In genere Ubud rende bene con almeno tre notti, perché tra centro, risaie, templi e natura le giornate si riempiono facilmente senza dover correre. Con 7 giorni a Bali spesso è la base principale, con 10 giorni a Bali diventa ancora più comoda perché si può alternare giornate piene e giornate leggere.

10.2 Conviene cambiare hotel spesso o fare pochi spostamenti?

Poche basi quasi sempre migliorano l’esperienza. Cambiare spesso può avere senso solo se si ha un piano molto chiaro e si accetta che ogni cambio porta via tempo e energia. Per scegliere quanti giorni a Bali, la regola delle basi è uno dei criteri più utili.

10.3 Bali è adatta con bambini?

Sì, soprattutto se l’itinerario è costruito con ritmi più tranquilli e spostamenti contenuti. In questo caso spesso vale la pena considerare più giorni perché la logistica richiede margini di manovra. A prescindere da tutto si consiglia una lettura attenta degli aggiornamenti di Viaggiare Sicuri.

10.4 Si può vedere Bali senza scooter?

Sì, ma cambia l’organizzazione. Serve più attenzione alla scelta delle basi e spesso è utile un driver per certe giornate. Anche questo incide su quanti giorni a Bali conviene dedicare, perché con una logistica meno agile si perde più tempo negli spostamenti.
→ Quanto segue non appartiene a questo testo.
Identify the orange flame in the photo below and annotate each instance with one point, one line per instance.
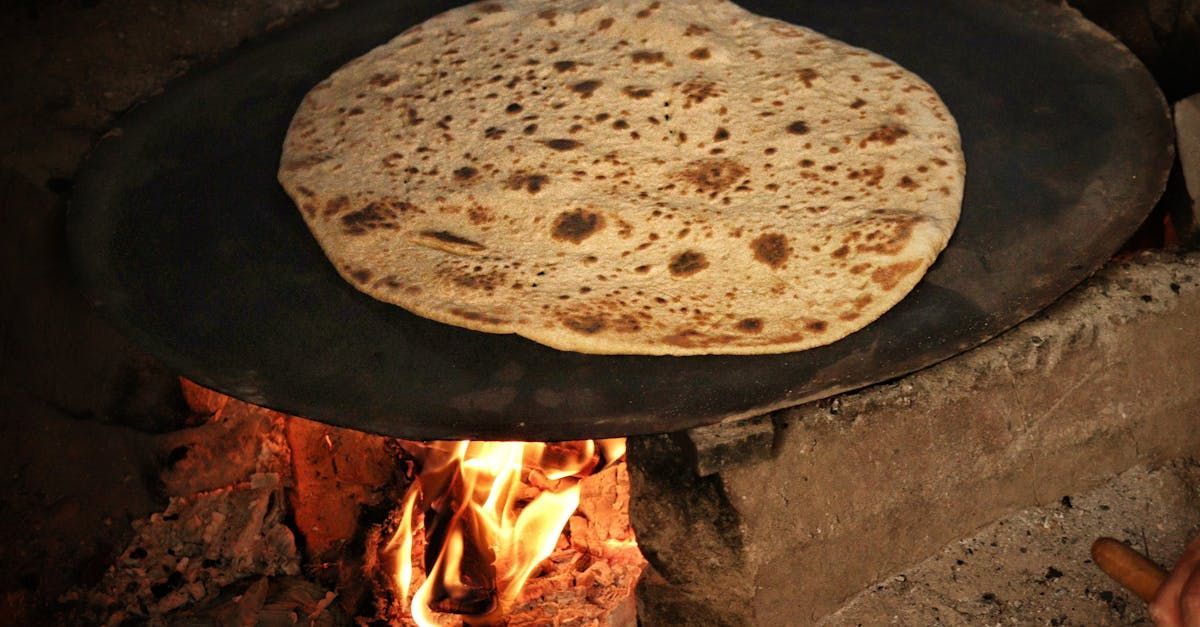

10.5 Meglio solo Bali o Bali + Lombok/Gili?

Dipende dall’obiettivo. Se si ha una settimana, spesso è più soddisfacente concentrarsi su Bali. Se si hanno 14 giorni, Bali e Lombok diventano un abbinamento naturale, mentre le Gili possono essere una scelta più orientata al mare e al relax. In ogni caso, l’estensione ha senso quando non costringe a comprimere Bali al punto da renderla una corsa.